# Screenprinting a picture onto a shirt???



## nicrbocr (May 14, 2006)

I just got illustrator and barely know how to use it. I will begin screenprinting funny sayings I have come up with, so that is not a problem. But since I have limited illustrator experience and have taken some nice pictures with my digital camera, is it possible to copy and paste a picture from something like shutterfly and put it into illustrator? OR...can I just print the picture onto the film and screen print it onto a shirt? Any other steps that need to be taken? Thanks so much for the help!


----------



## T-BOT (Jul 24, 2006)

screen printing full color photos is not an easy thing to do.
some screen printers can play around with the artwork and simplify the set up process some what.

1 color with some percentages is a lot easier.

for full color photos, litho-transfers are a good way but you need to make a large quantity.

DTG may be a good option.

As for the art prep, most screen printers have in-house staff that can take your art and prep it for the screen print job.


----------



## jimiyo (Jul 23, 2006)

photo separations will need index separations if you want it to look good. which means photoshop.

it can be done, but it will take 8-14 screens if you get it screenprinted. and the art time will probably run you $$$ too. 

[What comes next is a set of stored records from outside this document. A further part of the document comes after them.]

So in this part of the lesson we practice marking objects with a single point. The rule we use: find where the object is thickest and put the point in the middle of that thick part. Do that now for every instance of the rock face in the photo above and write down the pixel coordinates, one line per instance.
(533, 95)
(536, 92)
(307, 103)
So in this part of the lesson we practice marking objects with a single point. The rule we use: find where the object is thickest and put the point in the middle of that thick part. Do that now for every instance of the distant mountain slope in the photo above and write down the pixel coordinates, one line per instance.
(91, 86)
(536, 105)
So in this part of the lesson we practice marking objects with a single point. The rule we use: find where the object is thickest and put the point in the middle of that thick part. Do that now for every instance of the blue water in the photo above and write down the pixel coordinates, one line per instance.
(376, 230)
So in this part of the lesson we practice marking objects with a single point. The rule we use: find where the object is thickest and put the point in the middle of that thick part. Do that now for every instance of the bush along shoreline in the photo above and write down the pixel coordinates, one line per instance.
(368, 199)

T-BOT is right. if its not too many. DTG, or transfers is the way.


----------



## nicrbocr (May 14, 2006)

I am sorry, I wasn't very clear. I have a screen printing machine (one color) and I wanted to screen print a photo I have taken using only one color. The picture obviously has more than one color, but I was hoping to take the picture, somehow put it into Illustrator and then print it onto film to put on the screen. I am not worried about the colors, since I would only use one color (using the photo more like a drawing), but I really want to know how to put the picture into illustrator in the first place without having Photoshop software. Is that possible?? Thanks again!


----------



## Ross B (Apr 28, 2006)

nicrbocr

I am not an experienced Illustrator user, but I think you need to use Live Trace to convert the pic to vector. 

Initially, open up Illustrator, then a new page, then Place your pic, then apply Live Trace. You will need to experiment with the different Live Trace options until you get a result you like. 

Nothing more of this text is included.